1

I had correct parquet file (I am 100% sure) and only one file in this directory v3io://projects/risk/FeatureStore/ptp/parquet/sets/ptp/1681296898546_70/. I got this generic error AnalysisException: Unable to infer schema ... during read operation, see full error detail:

---------------------------------------------------------------------------
AnalysisException                         Traceback (most recent call last)
<ipython-input-26-5beebfd65378> in <module>
      1 #error
----> 2 new_DF=spark.read.parquet("v3io://projects/risk/FeatureStore/ptp/parquet/")
      3 new_DF.show()
      4 
      5 spark.close()

/spark/python/pyspark/sql/readwriter.py in parquet(self, *paths, **options)
    299                        int96RebaseMode=int96RebaseMode)
    300 
--> 301         return self._df(self._jreader.parquet(_to_seq(self._spark._sc, paths)))
    302 
    303     def text(self, paths, wholetext=False, lineSep=None, pathGlobFilter=None,

/spark/python/lib/py4j-0.10.9.3-src.zip/py4j/java_gateway.py in __call__(self, *args)
   1320         answer = self.gateway_client.send_command(command)
   1321         return_value = get_return_value(
-> 1322             answer, self.gateway_client, self.target_id, self.name)
   1323 
   1324         for temp_arg in temp_args:

/spark/python/pyspark/sql/utils.py in deco(*a, **kw)
    115                 # Hide where the exception came from that shows a non-Pythonic
    116                 # JVM exception message.
--> 117                 raise converted from None
    118             else:
    119                 raise

AnalysisException: Unable to infer schema for Parquet. It must be specified manually.

I used this code:

new_DF=spark.read.parquet("v3io://projects/risk/FeatureStore/ptp/parquet/")
new_DF.show()

strange is, that it worked correctly, when I used full path to the parquet file:

new_DF=spark.read.parquet("v3io://projects/risk/FeatureStore/ptp/parquet/sets/ptp/1681296898546_70/")
new_DF.show()

Did you have similar issue?

XiongChan
  • 90
  • 12
JIST
  • 1,139
  • 2
  • 8
  • 30
  • 1
    it seems that not all parquet files under v3io://projects/risk/FeatureStore/ptp/parquet/ have the same schema – Abdennacer Lachiheb Apr 14 '23 at 21:43
  • I would agree with @AbdennacerLachiheb, this is an error that you are likely to get if not all files have the same schema. Check the files again. – Zer0k Apr 14 '23 at 23:00
  • There is only one file with valid contect and it is strange – JIST Apr 15 '23 at 01:38

3 Answers3

1

The error is happening because the parquet file is not in "v3io://projects/risk/FeatureStore/ptp/parquet/" folder, but is in "v3io://projects/risk/FeatureStore/ptp/parquet/sets/ptp/1681296898546_70/" folder.

This will work:

new_DF=spark.read.parquet("v3io://projects/risk/FeatureStore/ptp/parquet/*/*/*")
new_DF.show()

The * syntax reads everything in the directory.

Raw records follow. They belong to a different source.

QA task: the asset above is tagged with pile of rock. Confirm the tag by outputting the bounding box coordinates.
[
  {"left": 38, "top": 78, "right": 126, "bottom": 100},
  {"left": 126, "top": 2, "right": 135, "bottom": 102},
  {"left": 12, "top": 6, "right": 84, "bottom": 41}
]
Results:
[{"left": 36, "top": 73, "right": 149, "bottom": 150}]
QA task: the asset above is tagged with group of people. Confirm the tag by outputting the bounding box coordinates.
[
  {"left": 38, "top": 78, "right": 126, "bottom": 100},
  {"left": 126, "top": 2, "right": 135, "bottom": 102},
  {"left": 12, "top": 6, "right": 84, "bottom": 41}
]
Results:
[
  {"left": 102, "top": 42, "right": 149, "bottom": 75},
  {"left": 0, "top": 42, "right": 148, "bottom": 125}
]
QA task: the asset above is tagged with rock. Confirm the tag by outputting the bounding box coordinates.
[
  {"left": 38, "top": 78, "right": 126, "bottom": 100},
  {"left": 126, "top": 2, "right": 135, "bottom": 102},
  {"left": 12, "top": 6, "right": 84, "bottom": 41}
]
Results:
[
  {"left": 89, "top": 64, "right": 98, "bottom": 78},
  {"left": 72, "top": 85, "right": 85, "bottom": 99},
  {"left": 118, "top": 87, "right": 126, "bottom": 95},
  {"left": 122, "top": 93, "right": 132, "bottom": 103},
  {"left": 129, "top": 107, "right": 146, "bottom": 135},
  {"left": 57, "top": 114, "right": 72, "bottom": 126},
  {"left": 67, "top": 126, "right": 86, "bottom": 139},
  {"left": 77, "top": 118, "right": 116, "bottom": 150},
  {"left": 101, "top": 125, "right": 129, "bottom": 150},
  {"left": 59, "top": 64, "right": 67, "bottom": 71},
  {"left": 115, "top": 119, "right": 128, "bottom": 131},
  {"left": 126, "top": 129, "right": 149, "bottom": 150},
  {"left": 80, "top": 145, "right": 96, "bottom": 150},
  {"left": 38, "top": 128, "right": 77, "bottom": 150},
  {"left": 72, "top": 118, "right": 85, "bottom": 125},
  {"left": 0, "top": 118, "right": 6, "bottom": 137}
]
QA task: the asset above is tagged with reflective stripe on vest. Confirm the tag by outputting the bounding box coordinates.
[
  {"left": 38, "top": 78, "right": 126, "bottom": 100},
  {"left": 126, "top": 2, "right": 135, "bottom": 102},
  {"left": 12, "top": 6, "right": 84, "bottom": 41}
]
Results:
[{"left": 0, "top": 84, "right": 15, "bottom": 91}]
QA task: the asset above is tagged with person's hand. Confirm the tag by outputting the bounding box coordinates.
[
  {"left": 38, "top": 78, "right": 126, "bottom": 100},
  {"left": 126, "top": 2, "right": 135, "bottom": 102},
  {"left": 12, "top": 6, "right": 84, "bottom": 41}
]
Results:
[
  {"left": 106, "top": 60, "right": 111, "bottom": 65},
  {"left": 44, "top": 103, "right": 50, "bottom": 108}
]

For more info about mass reading files with spark.read checkout this question: Regex for date between start- and end-date

SamJ
  • 123
  • 7
1

Normally you should never see this error when reading a parquet because the schema is already in the parquet file, in my experience here are some reasons why you see this error:

  1. The parquet you are trying to read is empty, for some strange reason spark throw this error when the parquet is empty, however this is doesn't seem the problem since you have a parquet file under "v3io://projects/risk/FeatureStore/ptp/parquet/sets/ptp/1681296898546_70/"

  2. You may have parquet files with different schema under the path you are trying to read, for example

    /path/
         partition=value1/
             part-000...snappy.parquet
         partition=value2/
             part-000...snappy.parquet 
    

    If the 2 parquets doesn't have the same schema, you will get this error.

  3. Under the path "v3io://projects/risk/FeatureStore/ptp/parquet/" for all subdirectories you may have files other than parquet files.

Even though the problem could be listed above, it maybe another problem because there's no enough information about the files under "v3io://projects/risk/FeatureStore/ptp/parquet/", I will suggest that you add to your post the whole tree under that path along with the schema for all parquet files.

Update

Looking closer to your path, I see the problem, this path

sets/ptp/1681296898546_70

Should be like this

Patition1=sets/Patition2=ptp/Patition3=1681296898546_70

In spark you either point directly to your parquet or to a partition directory, you cannot point to a path that neither a parquet content neither a partition.

Abdennacer Lachiheb
  • 4,388
  • 7
  • 30
  • 61
  • There is only one parquet file (with valid content) in whole directory and sub-directories (it is strange situation). – JIST Apr 15 '23 at 14:32
0

This part of code (with recursiveFileLookup=true) helps to solve the issue also:

new_DF=spark.read.option("recursiveFileLookup","true").parquet("v3io://projects/risk/FeatureStore/ptp/parquet/")
new_DF.show()
JIST
  • 1,139
  • 2
  • 8
  • 30